Pangilinan has gathered First Pacific's top executives in a summit in Palo Alto this week, lining up presentations and meetings with a broad range of Silicon Valley experts and institutions, leading to what they hope to be a bold move to make each part and whole more innovative and competitive.

Edward Tortorici, executive director of the Hong Kong-listed First Pacific, took part in a panel that followed Pangilinan's address to the Stanford students, and said, "our theme in these workshops is: 'Disrupt or be disrupted. Be the wolf or be the sheep.'"

Pangilinan shared that, "just on our first day here, we were told: What if Yahoo looks at the telco business? What if Google goes into energy?"

First Pacific's portfolio across Asia is bannered by dominant Philippine IT-telcos PLDT, Smart, and Sun, but it is also heavily invested in infrastructure (Metro Pacific), energy (Meralco), water (Maynilad), food and agriculture (Indofood and Roxas Holdings), and mining (Philex). It also owns or manages eight hospitals and has upped its play in mass media, controlling TV5, its online news portal InterAksyon.com, satellite-cable provider Cignal, and, most recently, the country's top business newspaper, BusinessWorld.

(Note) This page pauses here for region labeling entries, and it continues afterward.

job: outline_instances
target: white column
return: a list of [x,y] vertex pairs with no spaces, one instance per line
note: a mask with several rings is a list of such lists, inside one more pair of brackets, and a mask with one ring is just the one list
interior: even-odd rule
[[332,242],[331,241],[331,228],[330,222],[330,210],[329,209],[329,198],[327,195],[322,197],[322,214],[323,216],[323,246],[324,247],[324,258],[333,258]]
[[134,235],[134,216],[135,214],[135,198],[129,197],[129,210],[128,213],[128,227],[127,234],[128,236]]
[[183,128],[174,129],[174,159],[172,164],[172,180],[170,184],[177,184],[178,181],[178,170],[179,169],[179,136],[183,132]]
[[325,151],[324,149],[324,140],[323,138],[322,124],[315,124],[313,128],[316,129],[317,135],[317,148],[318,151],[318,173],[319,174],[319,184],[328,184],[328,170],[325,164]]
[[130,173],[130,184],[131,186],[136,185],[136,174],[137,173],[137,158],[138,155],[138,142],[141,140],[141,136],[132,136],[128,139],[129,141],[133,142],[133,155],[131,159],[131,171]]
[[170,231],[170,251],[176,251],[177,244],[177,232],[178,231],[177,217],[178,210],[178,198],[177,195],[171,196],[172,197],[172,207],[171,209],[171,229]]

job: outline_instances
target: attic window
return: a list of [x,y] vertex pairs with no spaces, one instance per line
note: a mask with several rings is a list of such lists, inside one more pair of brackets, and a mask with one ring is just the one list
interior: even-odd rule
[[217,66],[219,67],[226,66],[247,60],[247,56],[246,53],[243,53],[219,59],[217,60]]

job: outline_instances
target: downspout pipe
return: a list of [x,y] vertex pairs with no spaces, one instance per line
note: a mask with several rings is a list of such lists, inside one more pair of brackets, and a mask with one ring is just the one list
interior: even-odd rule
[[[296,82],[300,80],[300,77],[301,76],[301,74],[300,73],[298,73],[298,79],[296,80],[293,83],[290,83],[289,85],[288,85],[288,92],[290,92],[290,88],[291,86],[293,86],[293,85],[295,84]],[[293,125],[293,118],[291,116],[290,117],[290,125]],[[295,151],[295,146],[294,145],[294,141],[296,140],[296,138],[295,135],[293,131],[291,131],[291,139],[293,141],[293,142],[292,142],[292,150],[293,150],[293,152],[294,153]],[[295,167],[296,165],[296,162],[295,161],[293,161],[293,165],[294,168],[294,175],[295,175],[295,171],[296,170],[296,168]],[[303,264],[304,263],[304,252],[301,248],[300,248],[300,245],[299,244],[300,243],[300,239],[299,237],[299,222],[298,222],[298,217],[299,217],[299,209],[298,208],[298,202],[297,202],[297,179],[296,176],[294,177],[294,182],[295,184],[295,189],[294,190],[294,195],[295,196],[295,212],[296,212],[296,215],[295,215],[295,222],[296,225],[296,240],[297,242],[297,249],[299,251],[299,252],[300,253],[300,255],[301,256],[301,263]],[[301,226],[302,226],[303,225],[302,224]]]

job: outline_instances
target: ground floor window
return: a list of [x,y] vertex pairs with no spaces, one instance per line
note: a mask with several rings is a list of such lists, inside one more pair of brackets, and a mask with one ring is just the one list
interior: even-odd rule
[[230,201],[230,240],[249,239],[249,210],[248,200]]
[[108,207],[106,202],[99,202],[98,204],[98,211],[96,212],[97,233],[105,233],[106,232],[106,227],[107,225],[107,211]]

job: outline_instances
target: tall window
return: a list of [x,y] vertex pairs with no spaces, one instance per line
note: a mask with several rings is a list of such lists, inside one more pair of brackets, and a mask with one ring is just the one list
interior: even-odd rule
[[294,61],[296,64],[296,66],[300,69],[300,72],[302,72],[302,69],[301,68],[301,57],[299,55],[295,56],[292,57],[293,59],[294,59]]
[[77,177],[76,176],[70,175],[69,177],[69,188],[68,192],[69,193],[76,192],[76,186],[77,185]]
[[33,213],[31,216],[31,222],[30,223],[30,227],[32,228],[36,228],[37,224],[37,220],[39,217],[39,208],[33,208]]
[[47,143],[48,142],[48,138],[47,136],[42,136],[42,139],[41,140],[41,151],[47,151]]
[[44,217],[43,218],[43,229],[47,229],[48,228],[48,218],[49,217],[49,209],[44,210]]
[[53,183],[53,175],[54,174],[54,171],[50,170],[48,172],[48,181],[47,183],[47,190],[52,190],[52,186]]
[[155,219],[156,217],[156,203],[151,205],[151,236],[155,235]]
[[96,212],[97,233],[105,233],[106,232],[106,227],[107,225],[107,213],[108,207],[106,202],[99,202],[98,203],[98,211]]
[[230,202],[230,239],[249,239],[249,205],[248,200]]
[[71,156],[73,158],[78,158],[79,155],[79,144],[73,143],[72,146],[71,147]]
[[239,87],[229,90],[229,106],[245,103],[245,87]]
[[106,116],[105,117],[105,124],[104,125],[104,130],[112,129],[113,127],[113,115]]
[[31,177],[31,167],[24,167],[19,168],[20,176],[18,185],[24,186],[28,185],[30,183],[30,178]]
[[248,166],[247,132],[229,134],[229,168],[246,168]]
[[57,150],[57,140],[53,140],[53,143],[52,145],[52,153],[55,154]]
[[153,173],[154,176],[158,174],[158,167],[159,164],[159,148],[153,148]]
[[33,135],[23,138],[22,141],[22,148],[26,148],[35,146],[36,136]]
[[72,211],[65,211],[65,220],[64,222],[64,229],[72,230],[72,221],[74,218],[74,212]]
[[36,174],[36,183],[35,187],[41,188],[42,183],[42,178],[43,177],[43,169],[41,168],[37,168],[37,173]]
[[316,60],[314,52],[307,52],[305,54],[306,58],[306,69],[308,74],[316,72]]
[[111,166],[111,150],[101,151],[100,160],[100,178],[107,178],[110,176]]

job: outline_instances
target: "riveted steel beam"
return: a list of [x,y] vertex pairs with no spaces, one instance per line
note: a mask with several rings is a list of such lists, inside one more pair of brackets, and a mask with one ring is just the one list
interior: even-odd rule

In all, Pangilinan said First Pacific's total value of listed assets rounds out to $38.6 billion.

Though the conglomerate's executives run companies that mostly dominate their respective sectors in the Philippines and/or Asia, all were candid in acknowledging room for change in its processes and culture.

Smart's Orlando Vea said: "Sixty percent of our workers are Generation Y. Only 3 percent of our management is Generation Y. Change must start with us."

Vea took his turn to address the Stanford audience with a litany of needs for a more innovative and adaptive group. "We need hardware and software engineers. We need help in big data, analytics, business intelligence," he said. "And we also need people who know and understand Design Thinking."

Tortorici said the office in San Francisco will initially serve "as a listening post", a representative desk that can help network with Silicon Valley individuals and groups while also capturing and relaying innovations – whether products or processes – to the larger operations in the Philippines and Southeast Asia.

Pangilinan said the office may be up as early as April. They have scouted space right at the building of the Philippine Consulate in San Francisco he said. The unit will likely be set up, and initially led, by Earl Valencia, president of the IdeaSpace Foundation also set up by the MVP group.

IdeaSpace was seeded and operates in the Philippines, with a base embedded with First Pacific and Metro Pacific headquarters in Makati. It runs "innovation labs" and competitions annually, functioning as the group's "incubator and accelerator" where potential startups can pitch, and promising ideas can be leveraged off the network and operations of all member companies.

But having such an operation in Manila is not enough, Pangilinan said they are quickly realizing. "We need to be tapped into Silicon Valley. From (venture capitalists) to incubators to the biggest players, this has a complete ecosystem that we do not have in the Philippines."

Pangilinan said he envisions a "mix" of workers and talent to be recruited from the Philippines, and Silicon Valley itself, and then a two-way exchange of ideas between San Francisco and Asia.

First Pacific will remain focused on Southeast Asia, its leaders said, but even in its region and home turf, it will need to directly imbibe whatever it can of the culture of the Valley.